Suddenly he felt buoyant, as though he was floating and his shell became gradually cooler. He began to feel uneasy, as he heard new sounds. The soft easy sounds from before were replaced with loud, repetitive banging and screams of terror.
“Hurry up Joe. I can’t wait all day for those hens. They need to be cleaned and dressed, so I can cut ‘em up for fryin.”
“Keep your shorts on Margie. I’m gettin’ em over to Ruth as fast as I can. ‘Sides she can only dunk two at a time in the hot water and the kids can’t keep up with her as it is. We’ve already got six kids on pluckin’.”

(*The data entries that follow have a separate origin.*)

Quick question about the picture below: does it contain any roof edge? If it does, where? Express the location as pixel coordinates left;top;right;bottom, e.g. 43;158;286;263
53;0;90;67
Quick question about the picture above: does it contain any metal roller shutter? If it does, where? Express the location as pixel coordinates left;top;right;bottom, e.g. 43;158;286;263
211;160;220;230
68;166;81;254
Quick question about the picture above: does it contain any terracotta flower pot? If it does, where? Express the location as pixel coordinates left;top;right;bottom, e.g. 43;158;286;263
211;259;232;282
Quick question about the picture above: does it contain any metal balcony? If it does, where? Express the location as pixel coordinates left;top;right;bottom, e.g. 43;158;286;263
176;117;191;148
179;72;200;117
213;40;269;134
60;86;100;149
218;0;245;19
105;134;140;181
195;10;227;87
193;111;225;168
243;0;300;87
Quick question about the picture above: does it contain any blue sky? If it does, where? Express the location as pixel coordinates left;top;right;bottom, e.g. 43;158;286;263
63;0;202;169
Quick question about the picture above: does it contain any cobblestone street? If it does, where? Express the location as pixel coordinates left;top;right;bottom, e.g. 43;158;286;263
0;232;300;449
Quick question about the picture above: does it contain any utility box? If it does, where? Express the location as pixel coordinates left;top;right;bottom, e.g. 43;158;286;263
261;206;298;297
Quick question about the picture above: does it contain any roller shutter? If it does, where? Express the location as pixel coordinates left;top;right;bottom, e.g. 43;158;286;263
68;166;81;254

“I don’t care-just hurry it up. I have a schedule to meet for the missus. We have to get dinner done on time. All those wedding guests will be here and you know as well as me, how much all the missus’ friends complain about bein’ hungry. Jenny how you doin’ on the cake and biscuits?”
“Real good Margie. They just brought me in another bowlful of eggs.”
Eggbert could no longer stand the noises without seeing what they were. He starting pecking at his shell until he had a hole large enough to peek through. As he looked out he saw the hens being held down one after another. Watching in terror as the hatchet came down and cutting off their heads, as the waiting hens screamed in fear. Eggbert began to peck frantically. He needed to escape the confines of his shell, so he could run away. The egg began to rock to and fro and then started rolling down the pile of eggs, landing with a crash onto the table.
“What in tarnation was that?” Screamed Margie.
“One of the eggs just rolled off the top of the bowl.”
“Well, clean it up.”
“There’s not much to clean up. This egg had a chick in it.”
“Then scoop him up and put him outside with all the other chicks and then get back to work.”
Eggbert was gently cradled and carried outside. He was placed into the middle of a group of chicks. “Hi. What’s your name?”
“Come and play with us. We know a great place to catch worms and bugs.”
As Eggbert left with his new friends, images of what he’d seen and heard still haunted him.